Today’s Reflection was written by Associate Mike Buckley.
“But yours, O Lord, our God, are compassion and forgiveness! Yet we rebelled against you and paid no heed to your command, O Lord, our God…”
For over 1,000 years, this has been the Church’s Lenten prayer, an act of contrition describing God’s perfection and our imperfection. It is a prayer of sorrow and repentance for the ways in which we have failed to listen to God and his messengers. It is a prayer of humility, worship, confession and petition. (www.livingspace.sacredspace.ie).

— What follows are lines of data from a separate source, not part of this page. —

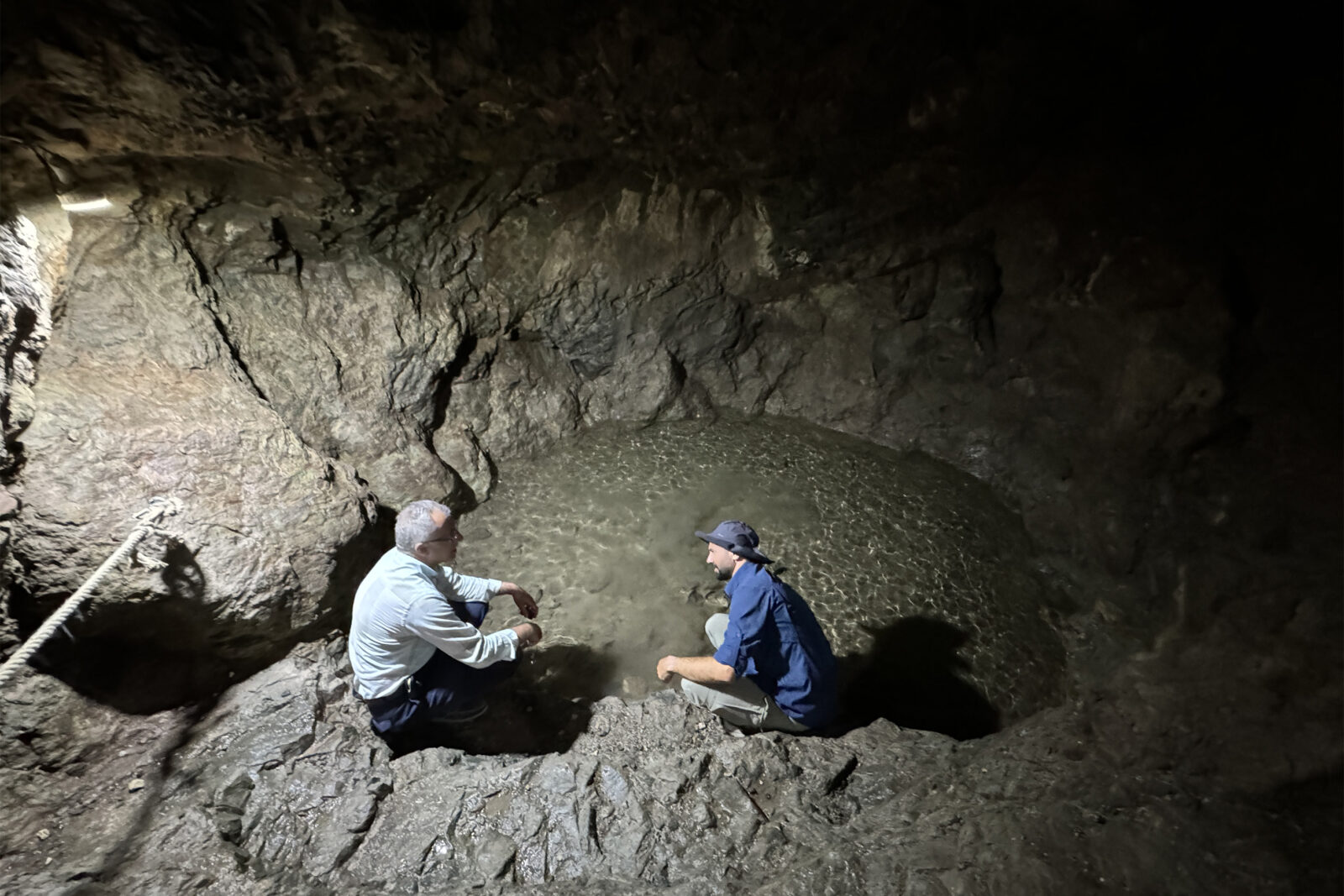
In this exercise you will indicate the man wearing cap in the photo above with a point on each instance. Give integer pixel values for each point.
(414, 638)
(772, 665)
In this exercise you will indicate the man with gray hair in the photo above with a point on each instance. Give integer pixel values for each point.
(416, 645)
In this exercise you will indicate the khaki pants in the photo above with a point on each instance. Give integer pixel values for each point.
(739, 701)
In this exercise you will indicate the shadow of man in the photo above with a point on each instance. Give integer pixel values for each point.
(542, 708)
(911, 678)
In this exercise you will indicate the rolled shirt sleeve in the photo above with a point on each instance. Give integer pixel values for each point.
(746, 617)
(454, 586)
(432, 620)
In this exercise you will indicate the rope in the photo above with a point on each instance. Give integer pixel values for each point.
(150, 521)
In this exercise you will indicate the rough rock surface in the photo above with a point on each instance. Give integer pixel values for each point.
(139, 398)
(358, 251)
(281, 788)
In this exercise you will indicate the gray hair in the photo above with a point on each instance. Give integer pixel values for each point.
(416, 523)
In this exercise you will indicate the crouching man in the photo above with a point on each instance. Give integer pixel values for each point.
(416, 645)
(772, 665)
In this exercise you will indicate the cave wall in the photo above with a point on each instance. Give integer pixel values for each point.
(358, 249)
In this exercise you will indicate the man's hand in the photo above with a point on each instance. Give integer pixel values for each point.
(528, 633)
(665, 668)
(526, 604)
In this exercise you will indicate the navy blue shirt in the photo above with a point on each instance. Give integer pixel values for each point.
(774, 641)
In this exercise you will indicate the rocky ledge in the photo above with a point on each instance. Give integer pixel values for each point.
(280, 788)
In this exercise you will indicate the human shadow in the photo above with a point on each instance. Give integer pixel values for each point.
(541, 710)
(911, 678)
(147, 654)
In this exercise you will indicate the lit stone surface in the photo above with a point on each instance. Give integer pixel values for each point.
(870, 537)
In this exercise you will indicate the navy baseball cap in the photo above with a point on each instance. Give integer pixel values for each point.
(736, 537)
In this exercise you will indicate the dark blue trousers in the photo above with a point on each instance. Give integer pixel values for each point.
(440, 689)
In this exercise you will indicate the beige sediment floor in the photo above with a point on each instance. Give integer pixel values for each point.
(602, 527)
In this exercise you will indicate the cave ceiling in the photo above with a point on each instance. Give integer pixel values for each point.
(362, 110)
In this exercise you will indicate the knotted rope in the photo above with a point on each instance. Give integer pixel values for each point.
(150, 519)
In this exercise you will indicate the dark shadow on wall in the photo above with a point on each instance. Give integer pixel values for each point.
(141, 656)
(542, 710)
(911, 678)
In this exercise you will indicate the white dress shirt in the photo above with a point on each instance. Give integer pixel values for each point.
(401, 617)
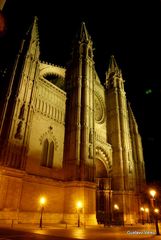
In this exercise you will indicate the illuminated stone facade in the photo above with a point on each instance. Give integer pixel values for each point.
(67, 137)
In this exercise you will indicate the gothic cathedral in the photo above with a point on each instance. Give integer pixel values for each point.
(68, 138)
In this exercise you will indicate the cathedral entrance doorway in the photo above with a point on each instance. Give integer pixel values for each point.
(103, 194)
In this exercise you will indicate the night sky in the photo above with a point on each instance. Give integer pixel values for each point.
(131, 30)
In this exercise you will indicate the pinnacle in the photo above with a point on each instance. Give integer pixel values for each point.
(84, 36)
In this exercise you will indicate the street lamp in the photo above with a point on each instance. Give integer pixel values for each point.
(156, 210)
(79, 208)
(42, 203)
(142, 215)
(147, 214)
(152, 194)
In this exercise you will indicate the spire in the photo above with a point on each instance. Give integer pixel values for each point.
(113, 72)
(113, 68)
(34, 26)
(84, 36)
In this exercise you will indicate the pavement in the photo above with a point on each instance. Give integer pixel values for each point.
(99, 232)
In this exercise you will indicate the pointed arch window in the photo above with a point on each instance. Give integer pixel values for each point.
(47, 154)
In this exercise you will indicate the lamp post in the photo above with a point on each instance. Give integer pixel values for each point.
(42, 203)
(142, 215)
(79, 208)
(147, 214)
(156, 210)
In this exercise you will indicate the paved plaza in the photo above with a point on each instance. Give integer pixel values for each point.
(58, 232)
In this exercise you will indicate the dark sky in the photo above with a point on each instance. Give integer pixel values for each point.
(128, 29)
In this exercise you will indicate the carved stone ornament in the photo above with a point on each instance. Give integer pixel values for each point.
(99, 110)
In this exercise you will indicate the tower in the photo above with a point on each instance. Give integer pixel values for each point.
(79, 132)
(124, 170)
(79, 137)
(17, 108)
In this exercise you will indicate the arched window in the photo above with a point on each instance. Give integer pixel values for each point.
(47, 154)
(51, 155)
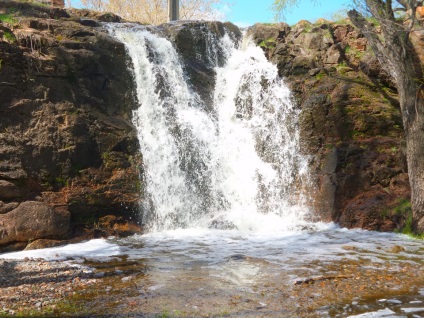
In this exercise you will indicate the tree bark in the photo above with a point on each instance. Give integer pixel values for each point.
(396, 53)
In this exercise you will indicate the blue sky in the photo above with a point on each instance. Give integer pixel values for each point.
(248, 12)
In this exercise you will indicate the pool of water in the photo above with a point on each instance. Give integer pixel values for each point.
(318, 271)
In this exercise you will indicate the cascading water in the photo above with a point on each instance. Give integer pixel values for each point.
(235, 166)
(223, 171)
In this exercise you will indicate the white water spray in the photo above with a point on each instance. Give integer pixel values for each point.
(237, 166)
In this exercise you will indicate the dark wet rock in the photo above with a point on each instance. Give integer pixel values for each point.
(193, 41)
(9, 191)
(350, 123)
(33, 220)
(66, 98)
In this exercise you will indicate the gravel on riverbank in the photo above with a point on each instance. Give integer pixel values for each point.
(30, 286)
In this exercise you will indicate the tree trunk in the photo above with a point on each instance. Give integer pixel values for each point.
(415, 157)
(398, 56)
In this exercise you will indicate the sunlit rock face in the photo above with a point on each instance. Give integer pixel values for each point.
(350, 121)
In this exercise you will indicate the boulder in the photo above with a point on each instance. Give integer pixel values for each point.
(9, 191)
(7, 207)
(33, 220)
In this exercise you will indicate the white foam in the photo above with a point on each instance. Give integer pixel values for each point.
(376, 314)
(97, 248)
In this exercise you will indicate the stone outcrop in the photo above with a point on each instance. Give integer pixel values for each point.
(350, 122)
(31, 220)
(68, 149)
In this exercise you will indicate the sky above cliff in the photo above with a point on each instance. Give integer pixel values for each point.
(248, 12)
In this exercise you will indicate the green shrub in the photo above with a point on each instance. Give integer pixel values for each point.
(7, 18)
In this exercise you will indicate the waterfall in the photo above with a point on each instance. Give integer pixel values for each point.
(235, 166)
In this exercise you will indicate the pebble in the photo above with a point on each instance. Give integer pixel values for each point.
(29, 284)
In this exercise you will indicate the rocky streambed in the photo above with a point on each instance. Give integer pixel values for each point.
(328, 274)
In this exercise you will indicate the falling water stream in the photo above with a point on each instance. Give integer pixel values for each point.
(228, 228)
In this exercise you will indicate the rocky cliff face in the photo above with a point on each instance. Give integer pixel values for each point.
(350, 123)
(68, 150)
(69, 160)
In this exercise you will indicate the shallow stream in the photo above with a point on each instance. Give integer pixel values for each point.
(320, 272)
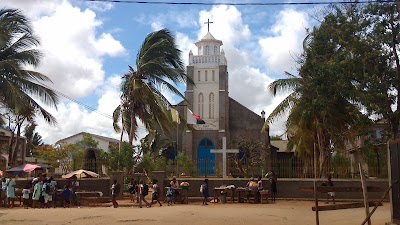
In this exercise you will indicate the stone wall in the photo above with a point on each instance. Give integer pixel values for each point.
(289, 188)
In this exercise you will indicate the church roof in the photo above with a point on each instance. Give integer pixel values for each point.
(208, 36)
(207, 39)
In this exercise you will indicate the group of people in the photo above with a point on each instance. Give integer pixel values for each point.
(41, 192)
(137, 191)
(252, 185)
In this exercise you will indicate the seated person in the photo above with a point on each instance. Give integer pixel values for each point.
(252, 185)
(66, 196)
(175, 185)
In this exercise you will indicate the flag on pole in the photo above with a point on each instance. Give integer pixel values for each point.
(193, 118)
(175, 116)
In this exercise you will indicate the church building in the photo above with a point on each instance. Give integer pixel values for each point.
(209, 99)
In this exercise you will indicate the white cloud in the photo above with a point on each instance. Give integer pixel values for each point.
(157, 25)
(72, 51)
(279, 50)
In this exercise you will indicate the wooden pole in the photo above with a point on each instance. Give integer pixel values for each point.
(365, 192)
(376, 206)
(315, 186)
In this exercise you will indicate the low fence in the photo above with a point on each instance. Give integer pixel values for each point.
(293, 167)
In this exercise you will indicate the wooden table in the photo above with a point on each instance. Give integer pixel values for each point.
(218, 190)
(89, 195)
(177, 192)
(242, 192)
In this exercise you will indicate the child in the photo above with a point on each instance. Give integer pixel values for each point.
(156, 192)
(330, 194)
(273, 181)
(25, 196)
(143, 191)
(132, 186)
(205, 191)
(170, 195)
(66, 196)
(115, 189)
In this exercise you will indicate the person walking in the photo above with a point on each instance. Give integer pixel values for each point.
(115, 189)
(11, 192)
(330, 194)
(273, 179)
(143, 192)
(156, 193)
(205, 191)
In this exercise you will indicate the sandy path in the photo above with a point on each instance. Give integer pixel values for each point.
(280, 213)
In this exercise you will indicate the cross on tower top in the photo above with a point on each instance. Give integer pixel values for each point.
(208, 24)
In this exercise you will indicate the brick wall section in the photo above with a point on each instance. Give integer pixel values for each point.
(289, 188)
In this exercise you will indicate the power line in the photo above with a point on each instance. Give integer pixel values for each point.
(242, 3)
(82, 104)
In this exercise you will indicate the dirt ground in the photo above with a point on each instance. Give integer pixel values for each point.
(280, 213)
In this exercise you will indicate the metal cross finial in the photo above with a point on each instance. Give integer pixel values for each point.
(208, 24)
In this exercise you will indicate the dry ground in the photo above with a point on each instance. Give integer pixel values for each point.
(280, 213)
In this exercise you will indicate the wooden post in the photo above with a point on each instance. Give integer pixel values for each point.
(365, 192)
(315, 186)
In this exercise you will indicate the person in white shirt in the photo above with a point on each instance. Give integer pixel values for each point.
(25, 196)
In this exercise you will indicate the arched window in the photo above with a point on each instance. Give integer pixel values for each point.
(201, 105)
(211, 106)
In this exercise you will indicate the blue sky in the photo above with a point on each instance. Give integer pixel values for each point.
(88, 46)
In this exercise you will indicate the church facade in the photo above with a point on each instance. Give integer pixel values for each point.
(209, 99)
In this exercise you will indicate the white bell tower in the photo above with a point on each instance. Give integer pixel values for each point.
(208, 69)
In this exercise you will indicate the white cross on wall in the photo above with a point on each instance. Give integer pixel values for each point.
(224, 151)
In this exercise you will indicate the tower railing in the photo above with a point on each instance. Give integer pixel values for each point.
(207, 59)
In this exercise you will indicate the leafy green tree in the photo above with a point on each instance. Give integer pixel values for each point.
(253, 155)
(33, 139)
(19, 87)
(322, 114)
(17, 84)
(158, 66)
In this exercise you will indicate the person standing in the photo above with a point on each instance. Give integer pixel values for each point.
(273, 180)
(115, 189)
(132, 187)
(156, 193)
(25, 196)
(11, 192)
(143, 192)
(330, 194)
(205, 191)
(53, 191)
(37, 189)
(259, 188)
(75, 187)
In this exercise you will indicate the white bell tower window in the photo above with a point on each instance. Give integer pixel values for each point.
(211, 106)
(201, 105)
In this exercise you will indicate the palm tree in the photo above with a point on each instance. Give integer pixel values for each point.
(18, 85)
(158, 67)
(321, 111)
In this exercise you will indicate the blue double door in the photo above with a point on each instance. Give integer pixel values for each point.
(205, 159)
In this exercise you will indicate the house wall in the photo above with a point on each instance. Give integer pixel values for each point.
(74, 139)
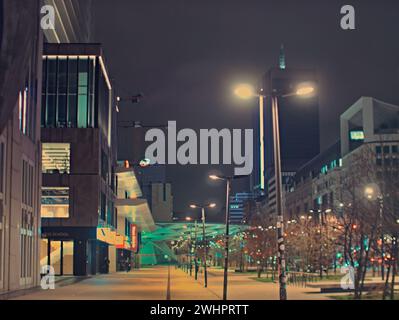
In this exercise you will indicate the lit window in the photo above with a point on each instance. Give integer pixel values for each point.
(56, 157)
(55, 202)
(357, 135)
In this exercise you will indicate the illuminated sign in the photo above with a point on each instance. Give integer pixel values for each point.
(106, 235)
(119, 241)
(357, 135)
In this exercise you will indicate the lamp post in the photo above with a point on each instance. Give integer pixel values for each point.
(227, 219)
(190, 248)
(372, 192)
(193, 206)
(247, 92)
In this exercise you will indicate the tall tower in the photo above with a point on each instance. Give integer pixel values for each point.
(282, 63)
(299, 128)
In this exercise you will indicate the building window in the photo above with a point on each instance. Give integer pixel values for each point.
(56, 158)
(55, 202)
(104, 166)
(27, 224)
(68, 92)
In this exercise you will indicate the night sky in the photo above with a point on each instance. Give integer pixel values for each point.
(186, 56)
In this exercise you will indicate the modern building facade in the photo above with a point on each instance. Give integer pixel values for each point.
(152, 178)
(369, 138)
(20, 177)
(20, 148)
(78, 161)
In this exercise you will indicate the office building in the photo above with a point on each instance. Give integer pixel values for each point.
(368, 147)
(20, 85)
(152, 177)
(299, 128)
(238, 204)
(20, 151)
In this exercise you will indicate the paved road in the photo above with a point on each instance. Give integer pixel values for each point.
(152, 284)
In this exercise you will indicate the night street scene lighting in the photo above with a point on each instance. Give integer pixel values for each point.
(198, 157)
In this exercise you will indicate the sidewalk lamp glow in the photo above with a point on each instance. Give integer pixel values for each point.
(214, 177)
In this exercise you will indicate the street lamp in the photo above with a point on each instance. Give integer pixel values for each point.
(190, 244)
(211, 205)
(372, 193)
(246, 92)
(228, 180)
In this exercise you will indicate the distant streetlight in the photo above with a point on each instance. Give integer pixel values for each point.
(211, 205)
(226, 254)
(372, 192)
(246, 91)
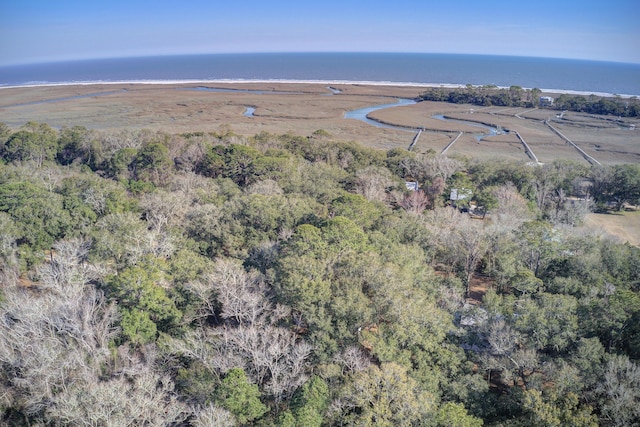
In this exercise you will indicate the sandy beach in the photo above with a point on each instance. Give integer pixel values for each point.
(303, 107)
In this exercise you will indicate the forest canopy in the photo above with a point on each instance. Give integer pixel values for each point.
(213, 279)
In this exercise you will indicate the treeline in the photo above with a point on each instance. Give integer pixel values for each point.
(212, 279)
(515, 96)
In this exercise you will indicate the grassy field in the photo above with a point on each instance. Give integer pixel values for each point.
(302, 108)
(623, 226)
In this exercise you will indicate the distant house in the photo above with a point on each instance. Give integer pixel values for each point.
(459, 194)
(546, 101)
(460, 197)
(412, 185)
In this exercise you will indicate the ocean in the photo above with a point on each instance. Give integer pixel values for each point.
(401, 68)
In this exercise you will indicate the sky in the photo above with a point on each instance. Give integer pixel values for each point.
(46, 30)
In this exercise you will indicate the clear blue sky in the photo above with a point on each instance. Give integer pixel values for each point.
(47, 30)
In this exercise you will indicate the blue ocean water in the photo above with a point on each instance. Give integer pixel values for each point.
(543, 73)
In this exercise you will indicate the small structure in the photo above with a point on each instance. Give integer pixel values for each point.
(546, 101)
(460, 197)
(412, 185)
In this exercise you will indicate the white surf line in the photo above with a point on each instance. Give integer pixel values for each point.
(293, 81)
(585, 155)
(524, 112)
(451, 143)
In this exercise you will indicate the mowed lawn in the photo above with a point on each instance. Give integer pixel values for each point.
(625, 226)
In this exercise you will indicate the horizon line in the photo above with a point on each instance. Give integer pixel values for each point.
(302, 81)
(329, 52)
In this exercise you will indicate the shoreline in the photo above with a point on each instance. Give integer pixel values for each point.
(289, 81)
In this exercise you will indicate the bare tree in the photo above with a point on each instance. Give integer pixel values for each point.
(373, 182)
(55, 351)
(353, 359)
(272, 356)
(415, 202)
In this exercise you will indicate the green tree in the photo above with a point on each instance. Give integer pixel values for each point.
(455, 415)
(140, 288)
(310, 402)
(385, 396)
(39, 214)
(152, 163)
(236, 394)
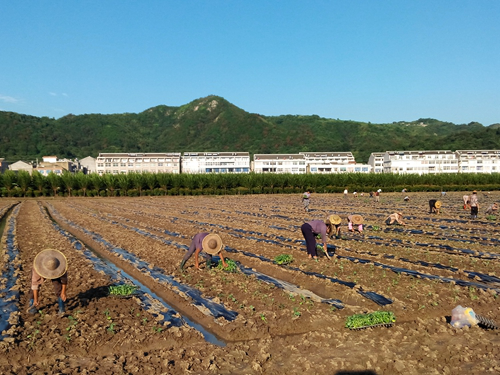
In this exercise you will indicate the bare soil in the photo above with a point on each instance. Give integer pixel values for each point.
(424, 268)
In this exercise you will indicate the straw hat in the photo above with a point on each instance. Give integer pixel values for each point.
(50, 264)
(334, 219)
(357, 219)
(212, 244)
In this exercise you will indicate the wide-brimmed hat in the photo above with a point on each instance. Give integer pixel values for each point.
(50, 264)
(212, 244)
(357, 219)
(334, 219)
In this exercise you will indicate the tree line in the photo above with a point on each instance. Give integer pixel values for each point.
(22, 184)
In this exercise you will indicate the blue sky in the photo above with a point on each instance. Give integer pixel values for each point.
(366, 60)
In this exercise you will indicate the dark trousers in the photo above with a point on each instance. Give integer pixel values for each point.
(56, 283)
(309, 236)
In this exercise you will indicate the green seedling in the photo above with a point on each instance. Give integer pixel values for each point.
(283, 259)
(231, 266)
(358, 321)
(32, 338)
(124, 290)
(111, 327)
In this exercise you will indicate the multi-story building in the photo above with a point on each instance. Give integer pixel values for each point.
(478, 161)
(50, 164)
(21, 166)
(279, 163)
(333, 162)
(420, 162)
(123, 163)
(216, 162)
(376, 161)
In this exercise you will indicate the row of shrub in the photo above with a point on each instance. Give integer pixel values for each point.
(17, 192)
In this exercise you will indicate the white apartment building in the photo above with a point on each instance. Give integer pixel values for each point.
(88, 165)
(478, 161)
(420, 162)
(123, 163)
(279, 163)
(333, 162)
(376, 162)
(216, 162)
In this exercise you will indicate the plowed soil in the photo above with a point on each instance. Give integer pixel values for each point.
(425, 269)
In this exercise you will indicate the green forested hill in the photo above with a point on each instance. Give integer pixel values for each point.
(214, 124)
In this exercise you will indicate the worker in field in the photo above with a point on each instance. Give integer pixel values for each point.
(335, 221)
(313, 228)
(210, 244)
(51, 265)
(474, 205)
(434, 206)
(306, 197)
(492, 209)
(355, 220)
(396, 217)
(466, 200)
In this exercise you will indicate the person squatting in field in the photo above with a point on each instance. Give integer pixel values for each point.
(51, 265)
(210, 243)
(474, 205)
(434, 206)
(492, 209)
(306, 200)
(396, 217)
(355, 220)
(310, 230)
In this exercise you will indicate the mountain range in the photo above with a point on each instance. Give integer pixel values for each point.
(213, 124)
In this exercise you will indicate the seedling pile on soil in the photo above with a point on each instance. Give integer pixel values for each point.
(283, 259)
(231, 266)
(123, 290)
(374, 319)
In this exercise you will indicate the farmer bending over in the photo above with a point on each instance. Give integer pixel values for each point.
(310, 230)
(355, 220)
(210, 243)
(52, 265)
(396, 217)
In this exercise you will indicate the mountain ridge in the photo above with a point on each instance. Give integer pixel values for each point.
(214, 124)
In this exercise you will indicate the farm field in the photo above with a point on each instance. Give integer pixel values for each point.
(266, 318)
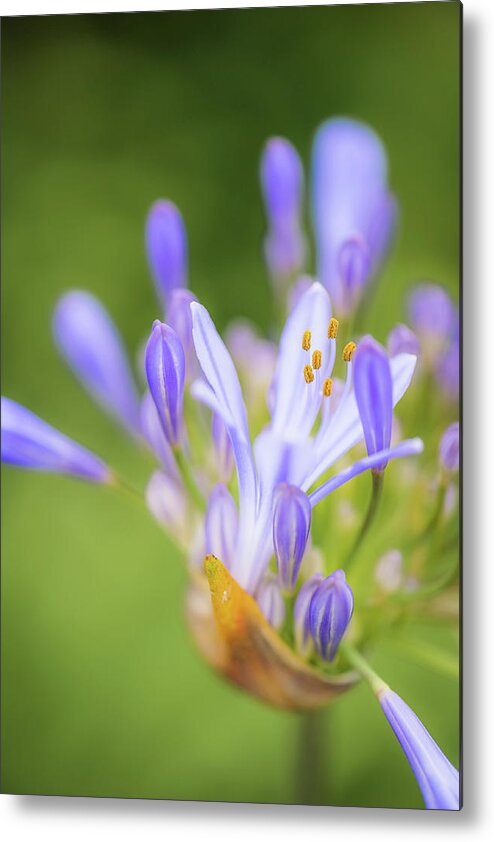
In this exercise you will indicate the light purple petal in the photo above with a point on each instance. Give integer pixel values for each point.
(89, 341)
(29, 442)
(166, 246)
(437, 778)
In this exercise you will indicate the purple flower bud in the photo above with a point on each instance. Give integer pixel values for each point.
(291, 526)
(154, 435)
(89, 341)
(432, 313)
(166, 245)
(330, 612)
(282, 186)
(436, 776)
(165, 371)
(29, 442)
(270, 601)
(374, 395)
(449, 447)
(166, 500)
(179, 317)
(221, 525)
(402, 340)
(301, 615)
(222, 448)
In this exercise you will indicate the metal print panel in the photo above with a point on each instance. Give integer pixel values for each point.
(230, 422)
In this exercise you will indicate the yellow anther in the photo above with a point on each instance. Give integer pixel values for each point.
(348, 351)
(333, 329)
(308, 373)
(316, 359)
(327, 387)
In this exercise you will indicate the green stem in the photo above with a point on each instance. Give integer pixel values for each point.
(188, 479)
(377, 487)
(311, 780)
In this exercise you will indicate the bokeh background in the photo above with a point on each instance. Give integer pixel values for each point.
(103, 692)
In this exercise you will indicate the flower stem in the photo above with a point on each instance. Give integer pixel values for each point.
(311, 779)
(377, 487)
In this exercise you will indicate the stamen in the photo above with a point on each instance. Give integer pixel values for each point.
(316, 359)
(327, 387)
(348, 351)
(308, 373)
(333, 328)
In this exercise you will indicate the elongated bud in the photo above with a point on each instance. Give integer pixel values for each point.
(282, 187)
(291, 527)
(155, 436)
(165, 372)
(449, 447)
(374, 395)
(29, 442)
(402, 340)
(166, 246)
(223, 449)
(179, 317)
(89, 341)
(303, 640)
(166, 500)
(330, 612)
(221, 525)
(436, 776)
(270, 601)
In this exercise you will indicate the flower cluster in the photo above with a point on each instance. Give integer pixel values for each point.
(242, 482)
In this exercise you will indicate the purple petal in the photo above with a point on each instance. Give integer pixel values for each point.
(402, 340)
(330, 612)
(291, 526)
(449, 447)
(29, 442)
(373, 387)
(166, 246)
(89, 341)
(301, 615)
(221, 525)
(350, 197)
(165, 371)
(436, 776)
(270, 601)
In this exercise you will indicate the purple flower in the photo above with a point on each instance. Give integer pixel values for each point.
(449, 447)
(436, 776)
(432, 313)
(166, 245)
(165, 371)
(330, 612)
(270, 601)
(282, 186)
(292, 513)
(373, 385)
(29, 442)
(89, 341)
(403, 340)
(222, 448)
(221, 524)
(351, 204)
(303, 641)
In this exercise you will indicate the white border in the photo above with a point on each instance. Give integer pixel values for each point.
(82, 818)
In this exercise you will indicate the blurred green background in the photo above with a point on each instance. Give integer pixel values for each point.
(103, 692)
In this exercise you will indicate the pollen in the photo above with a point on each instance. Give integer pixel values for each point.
(333, 329)
(348, 351)
(308, 373)
(327, 387)
(316, 359)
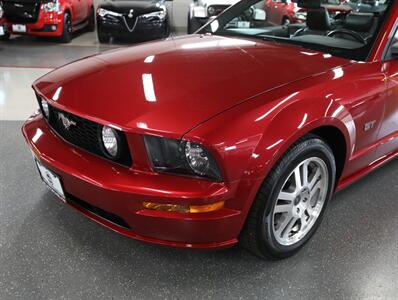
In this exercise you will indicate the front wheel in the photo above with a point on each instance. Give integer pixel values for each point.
(5, 37)
(292, 200)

The Church represents this visually by clothing the altar and her ministers in purple as a sign of that repentance. This communal call, however, is also a personal call. At the beginning of Mass, at the presider’s invitation to prepare to celebrate the sacred mysteries, we pray, “I confess to almighty God…” Even nature, it seems, calls our attention to introspection during these winter months. Trees are bare, flowers have faded. Some brothers/associates/collaborators look out on snowy ground; others watch the heavy rains fall; others meditate on barren fields. Yet, quietly and inevitably, change is taking place; there is a turning toward new life.
What does all this mean for us? Turning toward God means a change or a call to repentance. A quick “Google” of the word “repent” yielded 12,100,000 hits in .33 seconds. One would think the whole world is poised to repent and turn toward God. The word suggests deep sorrow, contrition, regret for past actions. A timely example of this change of heart can be seen in the film, “Les Miserables.” Early in the movie, the Bishop forgives Jean Valjean for stealing from him and asks him to “…use this precious silver to become an honest man.” In the following soliloquy, Valjean reflects:
“Yet why did I allow that man
To touch my soul and teach me to love?
He treated me like any other
He gave me his trust
He called me brother….
I feel my shame inside me like a knife.
He told me that I have a soul,
How does he know?
What spirit came to move my life?
Is there another way to go?”
Theodore James Ryken would have resonated with Valjean’s conversion experience, though he would describe it as, “…I was converted and fell in love with the service of God…”
Give yourself the opportunity to view the film, Les Miserables, or listen to the soundtrack or read the book by Victor Hugo. Then, reflect on your own journey towards God:
Who intervened at a crossroads in my life and helped me turn towards God?
Can I fast this Lent from judging others and feast on encouraging and supporting others?
Can I fast from anger and feast on patience?
Majestic and merciful God, we constantly put ourselves before You. As we continue this Lenten journey with whole and contrite hearts, give us the Grace to turn toward You, to see that we are your servants in this world. And, may we who follow the Xaverian Way, commit ourselves to renewing our family and being Your compassionate presence in the world today. We ask this in the name of Jesus, Your Son and our brother. Amen.